“Adam adam olmadıkça adam etmez adamı.”
—Anonim

I. Türkiye’de milli eğitimin felsefi temelleri ve
dünyevileşme

Batı bilim ve teknolojisinin gelişimi karşısında, daha 18.
yüzyılın ortalarından itibaren Batı eğitim kurumlarını örnek alan okullar
açılmaya başlanmıştı. Tanzimattan itibaren geleneksel eğitim kurumları, Batı
örneğine dayanan okullar (mekteb) karşısında gerilemeye, böylece toplumsal
alanda da fonksiyonları azalmaya yüz tutmuştu.

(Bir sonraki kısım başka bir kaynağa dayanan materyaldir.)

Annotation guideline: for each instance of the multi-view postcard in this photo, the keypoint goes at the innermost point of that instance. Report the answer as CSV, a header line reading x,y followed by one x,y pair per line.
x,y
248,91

Cumhuriyet döneminde bu süreç
iyece hızlanmış, pozivitist bilim anlayışına ve Grek-Roma medeniyetiyle, Latin
kültürüne dayanan bir Türk Hümanist anlayışı oluşturulmaya çalışıldı. Milli
şefin desteğiyle uzun yıllar Milli Eğitim Bakanlığı yapan Hasan Ali Yücel ve
onun sadık tilmizi Tonguç, Köy Enstitülerinde bu düşüncenin tali-mine
giriştiler. Bir dönemin körpe beyinlerini zehirlemeyi başardılar.

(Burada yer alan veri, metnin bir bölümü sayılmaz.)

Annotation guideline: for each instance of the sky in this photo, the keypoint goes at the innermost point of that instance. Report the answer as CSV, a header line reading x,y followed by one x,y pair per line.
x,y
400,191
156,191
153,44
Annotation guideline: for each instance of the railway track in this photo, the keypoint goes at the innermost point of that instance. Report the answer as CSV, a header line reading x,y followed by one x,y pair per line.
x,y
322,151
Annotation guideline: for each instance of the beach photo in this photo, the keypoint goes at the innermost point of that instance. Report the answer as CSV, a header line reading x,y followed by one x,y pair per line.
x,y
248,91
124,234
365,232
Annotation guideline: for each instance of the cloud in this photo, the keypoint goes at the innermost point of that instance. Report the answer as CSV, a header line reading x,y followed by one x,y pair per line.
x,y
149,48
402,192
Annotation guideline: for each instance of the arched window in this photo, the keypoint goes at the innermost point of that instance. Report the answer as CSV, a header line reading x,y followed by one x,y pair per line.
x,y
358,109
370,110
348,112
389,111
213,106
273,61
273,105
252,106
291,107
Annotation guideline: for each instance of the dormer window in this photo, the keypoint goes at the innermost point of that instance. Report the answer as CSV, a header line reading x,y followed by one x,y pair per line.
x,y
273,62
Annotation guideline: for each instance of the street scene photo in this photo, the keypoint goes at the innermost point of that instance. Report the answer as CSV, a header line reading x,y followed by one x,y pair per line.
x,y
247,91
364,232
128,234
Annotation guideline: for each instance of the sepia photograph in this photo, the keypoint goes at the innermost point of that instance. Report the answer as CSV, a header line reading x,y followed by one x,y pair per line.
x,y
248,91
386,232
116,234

Türk Hümanistleri, geleneksel inanç ve değerlerini yok
saydıkları Anadolu halkının zeki ve fakir çocuklarının beyinlerini, pozitivist
inanç ve ideolojiyle zehirlediler. Onlara göre, “akılcıl ve insancıl temellere
dayanan” Grek-Latin uygarlığına giriş için ve onun bir tezahürü olan hâl-i hazır
Batı Medeniyeti seviyesine ayak uydurmak için, tek çıkar yol bu idi. Cumhuriyet
inkılaplarının amacı da Avrupa medeniyetine ayak uydurmak olduğuna göre; doğru
yolda idiler. Oysa Avrupa uygarlığının manevi cephesini, dünyevileşmiş
Hıristiyanlık (Protestanlık), maddi cephesini ise kuvveti ve sömürüye esas alan
bilim-teknik oluşturmaktaydı: Bilim güçtü, bu anlayışa göre.

Türk Hümanistleri, milli kültür, milli tarih ve milli terbiye
yerine, evrensel bir eğitim sistemi olarak kabul ettikleri Batı Hümanist
mantığını temel aldılar. Bu mantık Cumhuriyetin ilk yıllarındaki görüş ile de
çatışıyordu aslında. Ama kendi toplumuna yabancılaşmış bir yönetici tabaka
işbaşındaydı ve onlar ne derlerse, o olurdu.

İnsanın kendine yabancılaşmasına ve içinde yaşadığı toplumun
bilincini baskı altında tutan ve bir nesne haline gelmesine yol açan pozitivist
tutum, insanlık için bir kangren, toplumsal huzursuzlukların insanlık dışı tutum
ve çatışmaların da müşevvikidir aslında. Pozitivist tutum, her türlü kutsal
değeri reddederek, bilimi bir “din” bir “kutsal” haline getirdi. Bilimi biricik
melce ve hedef haline getiren bu tutumu “scientizm” olarak ideolojileştirenler;
dünyevi-leşmenin doruk noktasına çıkmışlardı. Bilimin sekülarizasyonu, yani
dünyevi-leşmesi denilen bu süreç, tarihi tersine çevirmiştir. Gayeci-finalist
evren görüşü-nün yerini materyalist bir gayecilik almıştır. Artık bilim, ortaçağ
boyunca kilisenin elinde olan otoriteyi ele geçirmiş, adeta “din”leşmiştir.
Ancak, bilim ve onun ürünü olan teknolojinin dünyayı cehenneme çeviren
sonuçları, yani dünya savaşları, “bilimcilik” ideolojisinin temellerinden
sarsılmasına yol açmıştır. Mutlak bilgiye ulaştığını iddia eden akıl çağının
doğurduğu teknoloji, dünyayı yaşanmaz hale getirirken; karşıt bilimci
yaklaşımlar rağbet görmeye başlamıştır Batıda bu gelişmeler olurken;
“Türki-ye’deki eğitimin amacı belirsizdir. Bir yanda batıcı bir tutuculuk, diğer
tarafta, Batı karşıtı ama mahiyet olarak Batıcı ve dünyevileşmiş bir ‘gelenekçi’
anlayış sürdürülmektedir. Yani ifrat ve tefrit…”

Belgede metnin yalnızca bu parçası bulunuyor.